Но Амон совершил всё иначе: в его поцелуе не было ни желания совладать с нею прямо здесь-сейчас, ни испуганной дерзости. Ей показалось, что она целуется первый раз в жизни, только с вычетом обычного страха и неумения, который всегда есть во всяком первом поцелуе. Амон держал её за талию, не спускал с неё глаз; вдруг он дотронулся к её уху, словно впервые разглядывая крайне ценную вещь; чуть выпустив когти, пригладил скулу; дотронулся к подбородку. Миланэ слышала чужие шаги, ей стало неловко, что их застанут вот прямо так, как влюблённых подростков, потому она смущенно улыбнулась, а потом даже неподдельно застеснялась. Смущение, наверное, привело Амона в тихий восторг, потому что в смущении она, как оказалось, безумно красива; да и вообще, всегда была такой…

На них с недовольством поглядели некий сир в тоге с высокой, строгой и отвратительной с виду хаману.

Ашаи-Китрах очень хорошо чувствует душу тех, с кем становится близка, а потому Ваалу-Миланэ уже знала, что относится он к ней с неподдельной нежностью. Он действительно влюблён, но раздосадован одновременно. Только теперь, через этот поцелуй, Миланэ поняла, сколь ему грустно, и почему-то вдруг испугалась, что сделала нечто не так.

– Не уверена, но кажется… ты убедил меня, – Миланэ рассматривала его, словно узнав наново, обнимая шею и плечи.

Вдруг он пригласил снова идти дальше.

– Доселе я сам не знал, что такое возможно. Хотя не могу сказать, что любовь мне неизвестна.

– Да и мне совестно жаловаться на судьбу, – она ждала, что Амон возьмёт её за руку. – В моей жизни было место чувствам; хотя с Ашаи – наверное, понимаешь ты – всё чуть иначе.

– Моя мама рассказывала, что каждая любовь, которую нам посчастливилось встретить в жизни, вовсе не должна обеднять нас сердцем, обременять душу тяжестью воспоминаний. Нет, она добавляет нашему сердцу богатства, и даже если узы разорвались, то надо сохранить самое лучшее из того, что было.

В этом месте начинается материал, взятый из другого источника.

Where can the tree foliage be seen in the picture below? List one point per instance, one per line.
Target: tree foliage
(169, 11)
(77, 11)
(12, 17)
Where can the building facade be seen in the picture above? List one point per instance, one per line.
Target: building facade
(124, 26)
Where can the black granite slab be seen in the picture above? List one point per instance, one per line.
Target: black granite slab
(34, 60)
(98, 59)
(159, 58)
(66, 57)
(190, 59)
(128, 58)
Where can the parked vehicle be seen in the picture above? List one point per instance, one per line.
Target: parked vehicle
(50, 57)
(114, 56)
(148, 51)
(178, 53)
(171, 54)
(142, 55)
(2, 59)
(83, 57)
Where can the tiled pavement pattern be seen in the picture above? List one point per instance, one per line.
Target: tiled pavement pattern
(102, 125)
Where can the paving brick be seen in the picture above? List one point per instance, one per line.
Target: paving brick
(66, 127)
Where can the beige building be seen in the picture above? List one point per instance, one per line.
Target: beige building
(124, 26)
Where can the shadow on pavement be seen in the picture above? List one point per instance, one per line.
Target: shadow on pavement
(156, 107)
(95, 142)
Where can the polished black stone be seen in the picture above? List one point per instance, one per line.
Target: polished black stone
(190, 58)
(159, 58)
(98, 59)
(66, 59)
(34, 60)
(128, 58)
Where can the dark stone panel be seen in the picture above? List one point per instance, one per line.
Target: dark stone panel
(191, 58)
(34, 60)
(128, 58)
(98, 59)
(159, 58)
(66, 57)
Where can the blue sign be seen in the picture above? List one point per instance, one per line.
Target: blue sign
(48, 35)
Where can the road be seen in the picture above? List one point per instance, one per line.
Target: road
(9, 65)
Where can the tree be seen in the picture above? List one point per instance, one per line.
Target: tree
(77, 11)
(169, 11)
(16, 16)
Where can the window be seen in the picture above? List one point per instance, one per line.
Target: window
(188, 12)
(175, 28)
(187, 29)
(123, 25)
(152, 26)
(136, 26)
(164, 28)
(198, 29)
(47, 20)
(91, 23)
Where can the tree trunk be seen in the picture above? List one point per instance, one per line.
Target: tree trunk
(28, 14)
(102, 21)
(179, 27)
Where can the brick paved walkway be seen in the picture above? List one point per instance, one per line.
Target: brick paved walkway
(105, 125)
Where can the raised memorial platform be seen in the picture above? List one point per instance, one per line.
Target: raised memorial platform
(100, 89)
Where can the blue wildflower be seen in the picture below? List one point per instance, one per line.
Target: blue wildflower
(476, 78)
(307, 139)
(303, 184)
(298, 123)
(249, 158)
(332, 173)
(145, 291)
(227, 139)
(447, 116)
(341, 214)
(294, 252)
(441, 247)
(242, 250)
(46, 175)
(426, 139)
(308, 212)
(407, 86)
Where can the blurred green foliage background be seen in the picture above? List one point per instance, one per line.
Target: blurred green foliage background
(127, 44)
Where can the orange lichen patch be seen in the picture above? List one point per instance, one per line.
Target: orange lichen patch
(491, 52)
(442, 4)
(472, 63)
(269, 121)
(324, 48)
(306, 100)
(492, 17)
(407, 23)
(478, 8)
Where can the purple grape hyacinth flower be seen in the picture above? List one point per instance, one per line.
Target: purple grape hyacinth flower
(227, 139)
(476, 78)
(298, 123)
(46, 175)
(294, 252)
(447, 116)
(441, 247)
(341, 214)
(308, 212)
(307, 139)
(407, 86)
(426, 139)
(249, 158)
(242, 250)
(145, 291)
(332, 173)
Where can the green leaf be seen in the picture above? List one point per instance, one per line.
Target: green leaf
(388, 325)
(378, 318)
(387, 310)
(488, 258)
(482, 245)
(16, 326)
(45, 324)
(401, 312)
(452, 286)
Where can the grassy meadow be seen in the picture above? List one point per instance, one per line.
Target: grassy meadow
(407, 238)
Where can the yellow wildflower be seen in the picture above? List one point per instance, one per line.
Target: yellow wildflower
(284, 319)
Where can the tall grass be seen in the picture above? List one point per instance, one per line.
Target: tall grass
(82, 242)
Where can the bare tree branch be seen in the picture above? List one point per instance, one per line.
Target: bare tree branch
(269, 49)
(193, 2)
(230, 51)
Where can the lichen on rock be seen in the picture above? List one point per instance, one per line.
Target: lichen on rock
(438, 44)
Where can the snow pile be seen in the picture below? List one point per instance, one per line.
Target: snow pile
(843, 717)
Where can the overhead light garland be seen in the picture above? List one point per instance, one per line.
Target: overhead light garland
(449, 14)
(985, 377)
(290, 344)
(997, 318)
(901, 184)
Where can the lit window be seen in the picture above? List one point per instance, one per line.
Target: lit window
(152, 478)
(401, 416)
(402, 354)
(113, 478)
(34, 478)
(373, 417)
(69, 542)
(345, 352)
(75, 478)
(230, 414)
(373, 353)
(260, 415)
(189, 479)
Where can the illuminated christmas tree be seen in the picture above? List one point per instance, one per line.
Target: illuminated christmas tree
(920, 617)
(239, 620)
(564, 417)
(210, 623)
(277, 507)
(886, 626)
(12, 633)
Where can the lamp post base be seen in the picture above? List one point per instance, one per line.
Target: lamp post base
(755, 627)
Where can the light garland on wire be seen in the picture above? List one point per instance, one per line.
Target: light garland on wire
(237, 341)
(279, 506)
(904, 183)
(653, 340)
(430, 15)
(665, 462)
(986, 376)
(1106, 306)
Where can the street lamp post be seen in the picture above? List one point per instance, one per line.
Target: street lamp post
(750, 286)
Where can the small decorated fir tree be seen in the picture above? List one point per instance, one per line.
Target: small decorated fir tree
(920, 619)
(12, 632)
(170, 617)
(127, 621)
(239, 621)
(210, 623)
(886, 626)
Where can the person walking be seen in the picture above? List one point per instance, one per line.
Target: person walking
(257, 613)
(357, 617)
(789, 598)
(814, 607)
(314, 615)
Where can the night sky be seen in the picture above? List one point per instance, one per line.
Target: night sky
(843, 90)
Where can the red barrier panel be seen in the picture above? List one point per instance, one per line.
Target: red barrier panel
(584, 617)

Вдруг Миланэ поняла, что сама становится жертвой: не она вынуждала ждать, а он; не она вынуждала волноваться, а он; не она с ним играла, а казалось – он. Он вёл себя с нею, с Ашаи, столь уверенно и спокойно, как с обычной львицей, и она начала понимать, что не сможет сопротивляться этой уверенности.

«Ваал мой, я влюбляюсь в него… Влюбляюсь в него, по самые уши. Какой кошмар, что будет!»

– Твоя мать была львицей великой мудрости.

Они давно уже миновали несколько кварталов, время плыло незаметно.

– Я многое поведала о себе. Теперь твоя очередь.

– Миланэ, для этого я и вызвал тебя на крошечную прогулку.

– Не называй эту прогулку крошечной, не спеши сдаваться, – она коснулась его руки.

– После того, что услышишь, ты вряд ли захочешь иметь со мной дело.

– Посмотрим.

Они вышли на открытую набережную. Пологий берег в зелёной траве, маленькое озерцо; судя по тому, что вокруг был лишь почтенный львиный род, каким-то непостижимым образом они успели войти в Сады Императора; Миланэ и не заметила этого. Амон уселся прямо в тени большого дерева бильбао, из листьев которого можно варить отличную мазь для открытых ран, пригласил это же сделать Миланэ, но потом сразу встал, видимо, опасаясь, что ей будет непросто присесть в её наряде. Но опасения напрасны: большинство нарядов Ашаи предназначены для того, чтобы в них можно было преклоняться и вообще чувствоваться весьма свободно, чего не скажешь о многих одеяниях светских львиц.